Despite being ready, making adjustments to their business, and having plenty of cash he does think that American deserves a bailout – and when money comes they’re positioning themselves to be in line for some. In response to an employee question Isom offers his defense of looking to the government for money,
This is an industry problem. The depths of demand, a lot of that is driven by we’ve more or less shut off the ability of people to move freely… there does seem to be some precedent for taking a look at industry concerns.
Within the U.S. we’ve been in touch with really all the large agencies to make sure we are represented well, the industry as well is given some priority. Travel and tourism is really at the front of the line here in terms of being hurt.

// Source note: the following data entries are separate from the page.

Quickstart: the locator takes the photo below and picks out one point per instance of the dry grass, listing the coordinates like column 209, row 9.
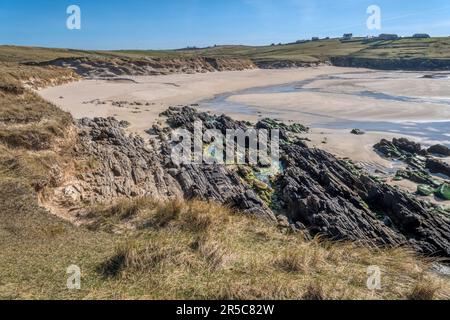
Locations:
column 205, row 251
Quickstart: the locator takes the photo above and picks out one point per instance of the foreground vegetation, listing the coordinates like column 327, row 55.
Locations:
column 181, row 250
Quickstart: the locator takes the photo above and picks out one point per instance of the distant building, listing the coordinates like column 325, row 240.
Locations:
column 347, row 36
column 421, row 35
column 385, row 36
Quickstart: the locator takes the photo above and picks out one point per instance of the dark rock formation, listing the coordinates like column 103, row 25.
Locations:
column 317, row 192
column 129, row 168
column 419, row 64
column 438, row 166
column 124, row 166
column 439, row 150
column 219, row 183
column 330, row 199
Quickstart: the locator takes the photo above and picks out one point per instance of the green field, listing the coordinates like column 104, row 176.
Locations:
column 312, row 51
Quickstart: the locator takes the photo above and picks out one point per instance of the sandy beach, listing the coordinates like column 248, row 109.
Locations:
column 320, row 97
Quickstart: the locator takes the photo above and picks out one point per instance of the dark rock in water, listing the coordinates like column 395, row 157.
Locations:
column 327, row 197
column 440, row 150
column 357, row 132
column 438, row 166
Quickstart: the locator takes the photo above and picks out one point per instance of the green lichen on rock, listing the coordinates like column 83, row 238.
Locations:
column 264, row 190
column 272, row 124
column 443, row 192
column 425, row 190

Assume that we are talking to the appropriate parties in Washington. Assume that in the UK and the rest of the world most airlines are having that same discussion. It’s an industry issue, but air travel is vital to commerce in the long run.
I have great confidence that demand will return because that’s how business is done and that’s how so much leisure time activity is spent and consumed as well. We all enjoy it. It will come back but we have to have an aviation system that’s there when it’s ready to rebound.
…You can be assured that the American leadership team, Doug, me, others are involved in making sure that if there is something that comes about that American is taken care of as well.
Isom concludes, though, reminding employees “the good news,” that “American has done really a good job making sure we’re prepared to handle whatever crisis comes about.” Still, because of the “level and depths” of the effects of the novel coronavirus they’re making sure to “have a view to all potential resources that might be available and that we represent ourselves as such to our leaders in Washington.”